Assumindo-se um filme de terror psicológico, acaba num meio termo híbrido entre horror, fantasia, ficção-científica e o subgênero das franquias de super-heróis, transitando com pouca naturalidade entre uma coisa e outra. A meia hora final, quando decide se enquadrar num formato mais clássico de lutas coletivas entre os mutantes e os vilões, é curiosamente anticlimática e pouco condizente com o que foi construído até então, sendo tarde demais para tentar abraçar esse lado mais reconhecível e esperado por parte do público que espera assistir ali a um filme dos X-Men. Há também uma desproporção na atenção dada entre os cinco personagens centrais, sendo difícil para alguém que não conhece previamente os quadrinhos entender como funciona o poder de cada um ou mesmo os detalhes que os levaram até ali. O único ponto em comum que os une é o medo – tema central da obra, que como em qualquer filme de horror que se preza, é o que se manifesta em diversas formas para assombrar as vítimas. Mas ainda é pouco para qualquer vínculo com o público. Se na franquia original foi tão fácil criar empatia por personagens como Wolverine, Jean Grey, Vampira, Tempestade, Ciclope, Professor Xavier e até os vilões Magneto e Mística, aqui a maioria soa desinteressante – também por culpa de um elenco pouco entrosado e sem carisma.
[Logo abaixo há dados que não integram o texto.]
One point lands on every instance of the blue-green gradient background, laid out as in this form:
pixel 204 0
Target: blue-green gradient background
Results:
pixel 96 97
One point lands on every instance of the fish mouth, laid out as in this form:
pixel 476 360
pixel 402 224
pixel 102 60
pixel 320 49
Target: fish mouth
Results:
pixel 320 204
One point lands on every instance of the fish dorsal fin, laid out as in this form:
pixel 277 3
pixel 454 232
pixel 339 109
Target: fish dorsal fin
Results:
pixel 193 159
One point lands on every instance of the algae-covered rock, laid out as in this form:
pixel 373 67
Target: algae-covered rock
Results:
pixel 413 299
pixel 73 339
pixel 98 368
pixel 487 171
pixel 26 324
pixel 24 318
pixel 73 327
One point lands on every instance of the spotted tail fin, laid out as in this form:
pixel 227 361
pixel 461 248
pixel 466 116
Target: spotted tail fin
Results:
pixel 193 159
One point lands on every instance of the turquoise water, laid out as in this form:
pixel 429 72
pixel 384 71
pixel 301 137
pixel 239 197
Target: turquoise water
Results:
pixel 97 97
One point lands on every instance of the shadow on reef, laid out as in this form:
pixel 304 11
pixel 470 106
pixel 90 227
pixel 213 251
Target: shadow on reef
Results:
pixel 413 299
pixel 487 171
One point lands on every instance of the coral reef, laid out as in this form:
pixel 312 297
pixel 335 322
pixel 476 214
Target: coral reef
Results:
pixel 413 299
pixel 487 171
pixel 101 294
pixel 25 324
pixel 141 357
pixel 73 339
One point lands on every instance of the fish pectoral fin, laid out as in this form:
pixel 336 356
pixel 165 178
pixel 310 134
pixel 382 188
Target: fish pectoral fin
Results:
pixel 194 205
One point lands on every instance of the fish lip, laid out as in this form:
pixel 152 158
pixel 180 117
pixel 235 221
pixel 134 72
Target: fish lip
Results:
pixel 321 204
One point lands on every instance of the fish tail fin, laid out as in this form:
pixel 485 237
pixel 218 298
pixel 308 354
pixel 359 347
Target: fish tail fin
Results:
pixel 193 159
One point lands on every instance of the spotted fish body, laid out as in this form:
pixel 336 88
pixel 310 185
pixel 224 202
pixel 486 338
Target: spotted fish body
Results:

Justiça seja feita, há algo de muito arriscado em toda essa produção que vale a pena reconhecer. Se aproveitar do sucesso de uma franquia consolidada como os X-Men para fazer um filme tão fora de qualquer molde utilizado por seus antecessores lhe permite decisões pouco usuais e interessantes, como o casal de mutantes lésbicas (algo que a Marvel vem ensaiando há mais de uma década e sem saber qual personagem arriscar em um romance homossexual sem provocar uma possível rejeição), ou os elementos de puro horror, como os homens sem face que atormentam os sonhos de Illyana (Anya Taylor-Joy), abdicando da ação e da aventura em troca de algo mais introspectivo e de ritmo lento. Massacrado mesmo antes de ser lançado, é um desses filme que já chegam rejeitados e com a fama de amaldiçoados, mas vale como curiosidade e abre um leque de opções para que futuros cineastas fujam um pouco da receita de bolo que a Marvel repete filme após filme, arrisquem novas abordagens e explorem os diferentes ângulos que podem existir numa franquia assim.